Nos países mais afetados pela crise, como a Espanha ou Portugal, será necessária mais do que uma geração para compensar a queda do nível de vida. Um espaço de tempo que poderá tornar-se insuportável para a UE. Pela primeira vez desde a sua criação, a União Europeia, contrariamente à zona euro, corre o risco de se desmoronar. Com o passar dos meses, este cenário torna-se mais claro, sem que possamos claramente dizer que processo será privilegiado: o da criação de uma Eurolândia reforçada à volta da Alemanha ou o da desintegração do bloco dos países eurocéticos, com o Reino Unido na liderança.

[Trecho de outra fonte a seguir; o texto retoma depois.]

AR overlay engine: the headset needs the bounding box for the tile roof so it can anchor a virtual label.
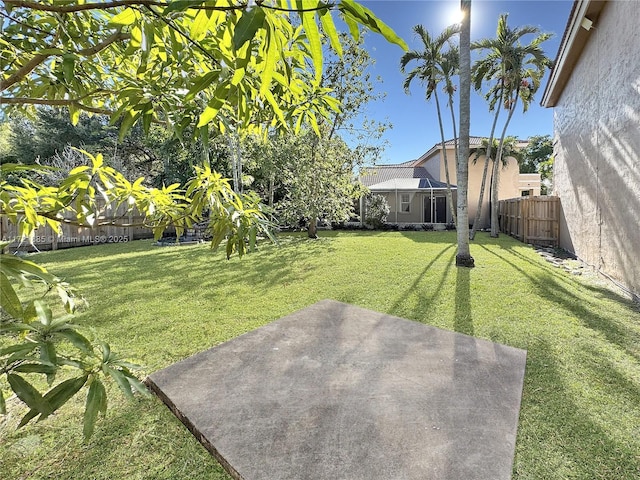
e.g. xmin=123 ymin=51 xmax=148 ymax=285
xmin=360 ymin=164 xmax=433 ymax=187
xmin=360 ymin=164 xmax=455 ymax=190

Pedra angular da integração
Uma coisa é certa, esta evolução não é desejada por Angela Merkel, que fez tudo para a impedir. Esta pretende sobretudo que a nova União mais integrada garanta um lugar sólido à Polónia e aos outros países da Europa central. Países esses que não só constituem uma base industrial para a República Federal (para onde as empresas alemãs deslocalizaram uma grande parte da sua produção), mas que também servem de aliados valiosos no seio do Conselho da UE, quando, tal como Berlim, defendem reformas estruturais e uma política orçamental responsável.
No entanto, o projeto para esta União já fracassou. Pressionados pelos mercados, os dirigentes da zona euro criaram finalmente as bases de um sistema institucional para a zona euro distinto das instituições dos 27, com uma supervisão bancária, uma governação orçamental e um orçamento específico. Estas medidas deveriam ser consideradas essenciais para assegurar o bom funcionamento da zona euro, sem comprometer os fundamentos da União Europeia. Hoje em dia, constatamos que esta hipótese é irrealista, admite Cinzia Alcidi do CEPS (Center for European Policy Studies).
A situação particularmente perigosa afeta a pedra angular da integração, o mercado único. Nos países em que o estado da economia inspira confiança aos investidores, como a Alemanha ou a Holanda, o custo dos empréstimos realizados pelos empresários são muito mais baixos do que nos países periféricos. Já não se pode falar em concorrência leal, algo para que Bruxelas tem trabalhado ao longo das últimas 5 décadas.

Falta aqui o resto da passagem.